Market prices and environmental concerns favor low‐input wheat (Triticum aestivum L.) production systems. This study assesses the efficiency of low‐input vs. high‐input selection environments to improve wheat for low‐input environments. Three standard cultivars, 11 parents, and 270 lines bred in INRA Mons‐Péronne were investigated for 2 yr (1998, 1999) in France at three INRA locations. Four agronomic treatments combining two levels of fungicides with two levels of nitrogen (N) were applied. Because of seed supply, only 10 year × treatment × location combinations were conducted. Broad‐sense heritabilities for grain yield (GY) ranged from 0.18 at low N without fungicide to 0.90 at high N without fungicide.
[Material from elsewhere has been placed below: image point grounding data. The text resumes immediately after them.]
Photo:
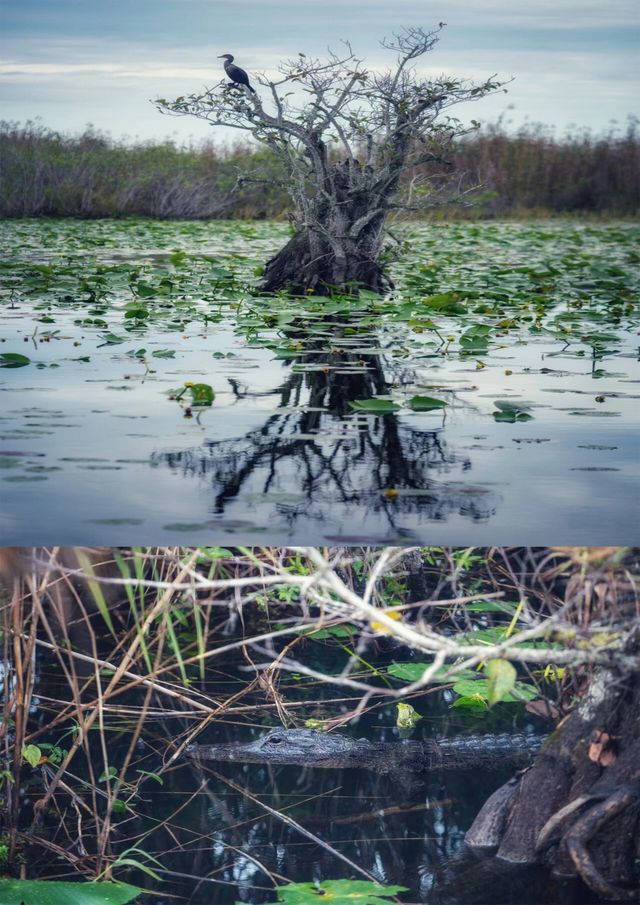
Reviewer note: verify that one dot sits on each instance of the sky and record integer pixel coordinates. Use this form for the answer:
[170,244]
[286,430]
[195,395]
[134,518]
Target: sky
[574,63]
Heritability estimates were higher at high N than at low N level. This was due to both an increase in error variance and a decrease in genetic variance at low nitrogen level. Heritabilities in treatments without fungicide were the same or higher than heritabilities measured in the corresponding controlled treatments. Broad‐sense heritabilities for grain N content (GNC) were similar between the controlled treatments with fungicide and the corresponding treatments without fungicide. They were lower at low N level and this was due to an increased error variance in both years. Genetic correlations between the 10 experiments were always positive for GY and N content: they ranged from 0.10 to 0.95 for yield and from 0.78 to 0.98 for GNC. The relative efficiency of indirect selection to direct selection for each pair of environments ranged from 0.15 to 0.99 indicating that indirect selection was never more efficient than direct selection. Therefore, breeding programs targeting low‐input environments should include low‐input selection environments to maximize selection gains.